Today in microeconomics we discussed how people respond to price changes. The recent Supreme Court ruling on if manufacturers could sell to retailers on the condition the retailers sell at that price. We could not, however, exactly recall what the existing law was. And we were confused why a manufacturer would want to rob a particular retailer of flexibility.

As it turns out, the court overturned the existing rule that retailers could not be locked into a price. (I mistakenly thought the reverse was happening.) The case was brought by Leegin Creative Leather Products who wanted to establish a minimum price on its goods sold. These seems to confirm one of the more plausible arguments mentioned in class concerning why a maker would want high prices: to maintain the brand. I doubt it would look good for a maker of "creative leather products" if that creativity saw its way to the discount bin.

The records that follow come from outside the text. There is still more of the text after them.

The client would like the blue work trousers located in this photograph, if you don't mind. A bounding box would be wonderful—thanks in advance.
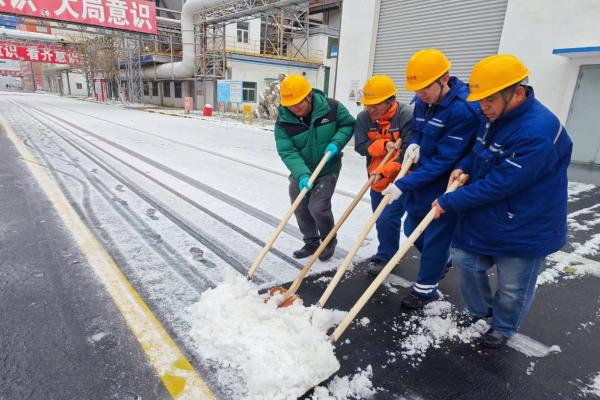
[404,212,456,296]
[452,248,544,337]
[371,189,404,263]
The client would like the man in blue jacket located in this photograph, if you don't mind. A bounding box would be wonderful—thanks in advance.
[382,49,482,309]
[434,54,573,348]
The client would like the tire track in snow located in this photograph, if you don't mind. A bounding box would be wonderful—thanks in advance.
[30,101,371,203]
[28,106,347,269]
[28,106,302,240]
[11,103,215,294]
[11,101,264,283]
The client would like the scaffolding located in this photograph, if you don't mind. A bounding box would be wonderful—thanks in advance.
[194,0,313,82]
[119,34,144,103]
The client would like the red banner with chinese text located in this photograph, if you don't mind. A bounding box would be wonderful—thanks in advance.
[0,69,23,76]
[0,0,156,34]
[0,40,79,65]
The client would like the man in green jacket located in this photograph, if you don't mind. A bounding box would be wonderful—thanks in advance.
[275,75,355,261]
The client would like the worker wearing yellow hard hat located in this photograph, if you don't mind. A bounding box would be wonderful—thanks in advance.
[433,54,573,348]
[354,75,412,275]
[382,49,482,309]
[275,75,354,261]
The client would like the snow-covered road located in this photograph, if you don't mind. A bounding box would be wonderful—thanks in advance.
[0,93,600,398]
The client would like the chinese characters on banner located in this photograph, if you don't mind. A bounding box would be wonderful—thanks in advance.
[0,40,79,65]
[0,69,23,76]
[0,0,156,34]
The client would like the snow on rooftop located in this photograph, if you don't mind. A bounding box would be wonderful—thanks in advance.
[190,273,345,400]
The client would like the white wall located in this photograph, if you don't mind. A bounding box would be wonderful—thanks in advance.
[225,18,261,53]
[499,0,600,123]
[228,58,323,104]
[335,0,379,115]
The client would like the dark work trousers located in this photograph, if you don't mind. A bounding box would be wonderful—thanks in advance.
[404,211,457,296]
[290,172,339,246]
[371,189,404,263]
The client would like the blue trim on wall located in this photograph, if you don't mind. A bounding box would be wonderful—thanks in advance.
[552,46,600,54]
[227,56,319,69]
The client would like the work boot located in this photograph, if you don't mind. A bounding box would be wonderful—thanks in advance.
[367,256,387,277]
[402,290,440,310]
[292,243,319,258]
[480,328,508,349]
[456,310,492,328]
[319,239,337,261]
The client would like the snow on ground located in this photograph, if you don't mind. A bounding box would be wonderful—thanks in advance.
[568,182,596,201]
[388,300,488,367]
[536,251,600,286]
[581,372,600,398]
[0,95,600,400]
[311,365,378,400]
[190,274,345,400]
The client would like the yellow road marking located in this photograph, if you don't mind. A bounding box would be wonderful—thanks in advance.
[0,115,216,400]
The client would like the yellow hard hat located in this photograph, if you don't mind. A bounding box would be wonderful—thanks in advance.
[279,75,312,107]
[404,49,452,91]
[360,75,398,106]
[467,54,529,101]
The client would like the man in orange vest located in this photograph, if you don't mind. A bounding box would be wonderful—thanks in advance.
[354,75,412,276]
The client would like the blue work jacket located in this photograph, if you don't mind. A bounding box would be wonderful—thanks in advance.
[396,77,483,215]
[439,87,573,258]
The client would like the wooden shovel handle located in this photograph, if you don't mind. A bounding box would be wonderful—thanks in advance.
[330,174,465,342]
[319,157,413,307]
[248,151,331,280]
[288,139,402,296]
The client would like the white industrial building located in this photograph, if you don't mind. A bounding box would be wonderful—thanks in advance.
[335,0,600,164]
[137,0,341,112]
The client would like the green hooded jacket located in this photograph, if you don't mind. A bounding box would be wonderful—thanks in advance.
[275,89,355,180]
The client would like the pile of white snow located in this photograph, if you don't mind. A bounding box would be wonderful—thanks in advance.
[190,273,345,400]
[311,365,377,400]
[400,301,488,366]
[582,372,600,397]
[568,182,596,201]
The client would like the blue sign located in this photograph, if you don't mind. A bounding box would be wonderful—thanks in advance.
[217,80,242,103]
[0,15,21,29]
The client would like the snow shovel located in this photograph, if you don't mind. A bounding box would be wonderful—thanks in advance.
[248,151,331,280]
[319,157,413,307]
[269,139,402,307]
[329,174,467,342]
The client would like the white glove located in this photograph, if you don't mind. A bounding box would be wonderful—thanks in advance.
[402,143,421,164]
[381,182,402,204]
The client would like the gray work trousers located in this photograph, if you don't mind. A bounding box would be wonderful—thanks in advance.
[289,172,339,246]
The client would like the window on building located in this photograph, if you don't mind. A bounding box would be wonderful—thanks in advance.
[242,82,256,103]
[175,81,182,99]
[327,37,340,58]
[237,22,250,43]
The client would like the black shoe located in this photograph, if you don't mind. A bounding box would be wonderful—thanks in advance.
[480,328,508,349]
[402,290,440,310]
[292,243,319,258]
[367,256,387,277]
[456,310,492,328]
[319,239,337,261]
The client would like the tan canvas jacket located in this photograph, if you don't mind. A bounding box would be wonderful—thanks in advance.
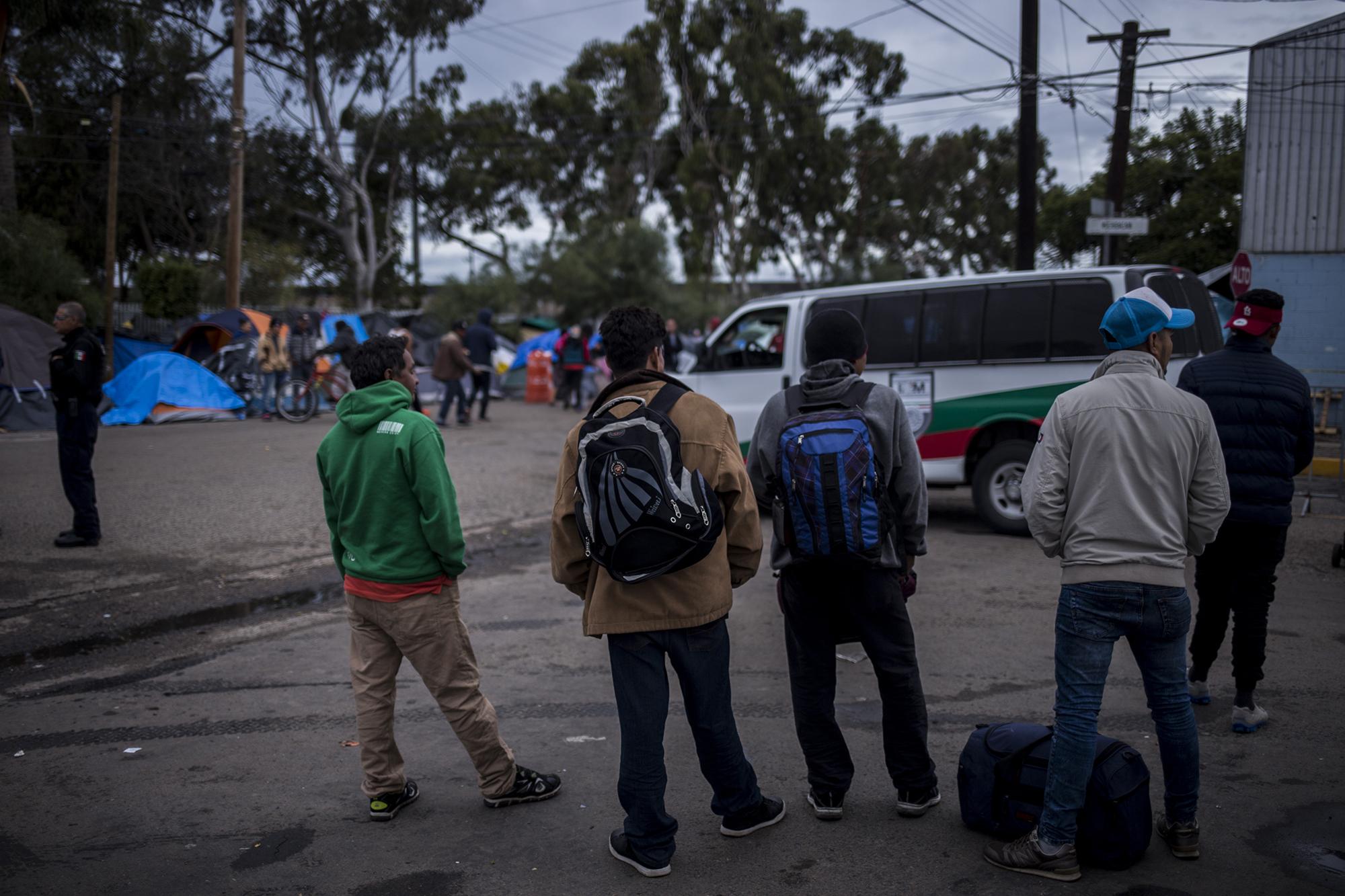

And yet we should remember that most goods are elastic: manufacturers generally want to keep prices low because the increase in quantity demanded more than makes up for the lower price. Revenue increases. Let us also remember that this is an option, not a universal decree. Manufacturers don't have to set a retail price. I doubt many will because retailers would be less inclined to buy goods where they have to agree on such a control. (I imagine only high-end quality manufactures will be truly upset if their high end goods hit clearance.) If those leather products aren't selling, the store has to throw them away to make room in the warehouse. They can't cut losses and would be much less willing to take a chance.

The laws were originally couched in anti-trust logic. One cannot allowed one company to have pricing influence over the other, contract or no. Consumer groups are worried by the ruling and think the price on all goods will immediately rise. Such conclusions might have a bit of truth to them but they forget the basic substitute that all goods have: you don't have to get it and that includes the retailer.